The situation
The warehouse is consuming from five SaaS sources today.
- Salesforce. Thirty objects (Account, Contact, Opportunity, Lead, Case, and customer-objects). Full-refresh daily for most; incremental on the big three (Account, Contact, Opportunity).
- Zendesk. Fifteen objects (tickets, users, organisations, groups, views). Incremental by
updated_atevery hour. - Marketo. Ten objects (leads, activities, programs). Daily full-refresh of the small ones, hourly incremental of activities.
- Google Analytics 4. A daily extract of session-level data.
- Slack. Channels and messages for a few specific channels into a security pipeline.
The current state: five separate Python jobs, three languages between them (historical accidents), one on EC2 cron, two as Lambda on EventBridge Scheduler, two as Glue Python-shell jobs. Every time a SaaS vendor rotates an API version, someone has to fix a connector. Every time a new source lands, there’s a month of setup work. The engineers who keep this running don’t love it and the cost/benefit isn’t improving.
We want ingestion to be declarative: state the source, state the target, state the schedule, state the transformation, and let something else handle auth renewal, rate-limiting, pagination, incremental cursors, and error retries. If a managed ingestion service covers the sources we have, we stop maintaining five bespoke pipelines; if it doesn’t, we find out quickly and reach elsewhere.
What actually matters
Before reaching for a managed connector, it’s worth being clear about what “SaaS ingestion” actually involves.
A SaaS connector has to solve six annoying problems.
Authentication. OAuth flows (Salesforce, Google, HubSpot), API keys (Zendesk, some older connectors), mutual TLS (enterprise integrations). Every vendor has its own token-refresh semantics, failure modes, and per-tenant scoping. Rolling your own means owning that layer.
Pagination. REST APIs return results in pages; some by next_token, some by offset, some by cursor timestamp. Handling pagination end-to-end, including page-boundary errors and retry without duplication, is where a lot of bespoke-connector bugs live.

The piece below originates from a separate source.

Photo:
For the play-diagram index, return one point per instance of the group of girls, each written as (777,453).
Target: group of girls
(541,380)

Rate limiting. SaaS APIs throttle aggressively. A good connector backs off on 429s, respects Retry-After headers, and paces requests. A bad one hammers and gets blocked.

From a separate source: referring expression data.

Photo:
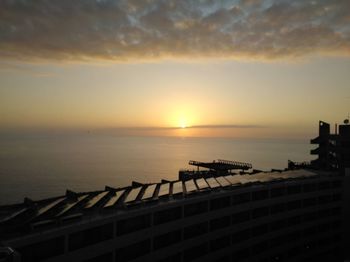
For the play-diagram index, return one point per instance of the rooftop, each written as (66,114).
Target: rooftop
(50,212)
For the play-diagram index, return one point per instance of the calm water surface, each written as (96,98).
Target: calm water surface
(45,166)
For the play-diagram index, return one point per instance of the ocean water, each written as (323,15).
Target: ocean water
(46,165)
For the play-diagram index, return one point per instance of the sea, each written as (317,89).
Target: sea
(42,166)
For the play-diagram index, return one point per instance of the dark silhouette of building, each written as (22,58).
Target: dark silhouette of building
(291,215)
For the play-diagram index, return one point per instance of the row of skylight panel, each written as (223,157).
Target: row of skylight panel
(178,187)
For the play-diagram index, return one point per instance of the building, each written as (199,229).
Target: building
(291,215)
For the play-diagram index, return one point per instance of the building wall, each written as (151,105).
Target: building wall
(296,220)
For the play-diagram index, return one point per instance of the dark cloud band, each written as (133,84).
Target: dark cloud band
(153,29)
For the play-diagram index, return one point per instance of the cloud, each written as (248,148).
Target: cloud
(155,29)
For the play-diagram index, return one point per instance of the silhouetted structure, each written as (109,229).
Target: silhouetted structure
(291,215)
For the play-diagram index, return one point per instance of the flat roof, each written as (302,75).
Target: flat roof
(113,199)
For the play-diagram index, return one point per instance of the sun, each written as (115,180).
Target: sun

Incremental extraction. “Since last successful run” requires tracking a cursor (usually a timestamp) between runs, handling ordering guarantees the SaaS API may or may not provide, and dealing with deleted records (which often aren’t reported at all).
Schema handling. SaaS objects evolve. A new field appears in Salesforce; the extract has to either include it, ignore it cleanly, or fail in a controlled way. Type mappings (strings vs numbers vs datetimes) need to be stable across runs.
Transformation in flight. Useful to map source field names to warehouse conventions, mask PII at source-crossing time, filter out test records, enrich with lookup data, compute derived columns.
A managed ingestion tool earns its place by solving all six consistently across connectors, so the team doesn’t re-solve each one per source.
What we’ll filter on
Distilling into filters we can score each option against:
- Source coverage (does the tool support the SaaS applications we actually use?)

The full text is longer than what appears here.